Technological advances

monira444 · Post by **monira444** » Mon Feb 17, 2025 4:27 am

The creators of the neural network used a relatively new training method that requires fewer computing resources. The model was trained in just two months on a cluster of Nvidia H800 GPUs, and the costs amounted to $5.5 million (OpenAI spent $78 million on training GPT).

The neural network is also distinguished by its “smart” architecture, which uses resources only when they are really needed, the expert notes. It used the Multi-token Prediction (MTP) architecture, Mixture of Experts (MoE), and Multi-head Latent Attention (MLA) technology, which made it possible to increase the accuracy of the model, increase its performance, speed up training, increase the efficiency of AI, analyze various input data, etc. For example, MLA allows you to extract key details from a text fragment several times, not just once, which helps the neural network not to miss important information.

Economic efficiency
The expert of "Convenient City" is sure that such popularity of the Chinese chat-bot is connected both with its general availability and with the fact that tens of times less money was spent on its training oman mobile database than competitors. In addition, the cost of use is reduced - up to 27 times compared to OpenAI, and the dependence on expensive equipment for operation is significantly reduced.

"According to publicly available data, the cost of creating DeepSeek was only 2% of the investment in OpenAI. That's $12 million versus $500 million spent on developing GPT-5."

Alexander Kasyanov

Leader of the international phygital project "Convenient City"

According to him, the reason for such popularity was an aggressive market entry policy. Thus, DeepSeek applied a comprehensive product launch strategy aimed at conquering the market as quickly as possible. The creators released a web chat for the general public, developed and launched mobile applications, provided tools for developers at revolutionary prices and opened the source code, allowing the community to participate in development. A flexible payment system allows you to experiment with repeated requests. At the same time, there are no one-time purchases or subscriptions for users - everything is immediately available for free.

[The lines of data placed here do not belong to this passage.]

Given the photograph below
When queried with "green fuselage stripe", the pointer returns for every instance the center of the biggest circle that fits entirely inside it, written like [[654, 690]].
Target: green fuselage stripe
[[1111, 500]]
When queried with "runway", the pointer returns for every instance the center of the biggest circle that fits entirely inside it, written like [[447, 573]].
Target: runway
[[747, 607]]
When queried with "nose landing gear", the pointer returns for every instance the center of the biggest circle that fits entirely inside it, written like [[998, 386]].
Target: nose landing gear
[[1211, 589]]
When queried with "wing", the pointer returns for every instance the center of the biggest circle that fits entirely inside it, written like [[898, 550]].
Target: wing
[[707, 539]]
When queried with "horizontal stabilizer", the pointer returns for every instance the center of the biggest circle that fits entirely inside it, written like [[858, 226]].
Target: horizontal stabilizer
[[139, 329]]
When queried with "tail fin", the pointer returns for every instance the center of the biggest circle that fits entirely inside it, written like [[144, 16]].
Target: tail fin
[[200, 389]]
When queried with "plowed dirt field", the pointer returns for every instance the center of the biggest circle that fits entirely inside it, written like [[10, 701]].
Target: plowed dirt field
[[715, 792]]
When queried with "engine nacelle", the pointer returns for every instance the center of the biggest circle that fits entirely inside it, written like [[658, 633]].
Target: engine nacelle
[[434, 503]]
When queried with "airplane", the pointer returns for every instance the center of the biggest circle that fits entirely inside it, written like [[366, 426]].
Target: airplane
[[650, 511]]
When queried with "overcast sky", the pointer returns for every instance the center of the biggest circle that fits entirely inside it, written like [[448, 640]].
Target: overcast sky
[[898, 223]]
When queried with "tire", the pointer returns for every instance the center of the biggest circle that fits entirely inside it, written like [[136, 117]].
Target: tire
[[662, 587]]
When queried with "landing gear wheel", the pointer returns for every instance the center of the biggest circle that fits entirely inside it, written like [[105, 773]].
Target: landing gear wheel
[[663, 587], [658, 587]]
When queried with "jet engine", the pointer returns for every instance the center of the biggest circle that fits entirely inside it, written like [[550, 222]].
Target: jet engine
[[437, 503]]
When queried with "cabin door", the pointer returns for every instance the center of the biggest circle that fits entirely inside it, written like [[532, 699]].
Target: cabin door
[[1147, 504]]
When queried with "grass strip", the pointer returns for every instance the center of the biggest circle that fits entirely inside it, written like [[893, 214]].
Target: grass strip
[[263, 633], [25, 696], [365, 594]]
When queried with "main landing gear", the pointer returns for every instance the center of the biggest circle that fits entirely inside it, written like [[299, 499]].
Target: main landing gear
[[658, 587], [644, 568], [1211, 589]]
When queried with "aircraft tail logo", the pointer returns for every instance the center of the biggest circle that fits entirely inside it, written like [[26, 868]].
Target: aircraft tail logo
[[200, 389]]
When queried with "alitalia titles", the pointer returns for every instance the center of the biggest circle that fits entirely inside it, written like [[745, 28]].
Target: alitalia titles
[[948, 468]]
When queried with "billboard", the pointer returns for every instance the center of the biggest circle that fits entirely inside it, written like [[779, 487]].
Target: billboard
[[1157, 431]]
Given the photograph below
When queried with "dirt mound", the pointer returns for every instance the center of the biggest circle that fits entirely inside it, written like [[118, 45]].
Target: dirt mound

"DeepSeek has no regional restrictions, unlike the same ChatGPT. The network operates in Russia, the US, Europe, China, and the Middle East, supports more than 20 languages, and you don't need to "dance with tambourines" to use it. This, among other things, allows the startup to quickly expand its audience," says Kasyanov.

What DeepSeek V3 Can Do

The new neural network can analyze up to 300 pages of text. It generates texts of different genres, searches for information on the Internet, deciphers diagrams and explains pictures, is capable of programming in C++, Go, Java, JavaScript, Python and Rust, the model successfully integrates with code editors, the expert notes.

The AI can write codes and solve complex problems, and can reason in DeepThink mode. DeepSeek V3 is available in multiple languages, and is much better at handling Chinese and English texts thanks to its deep understanding.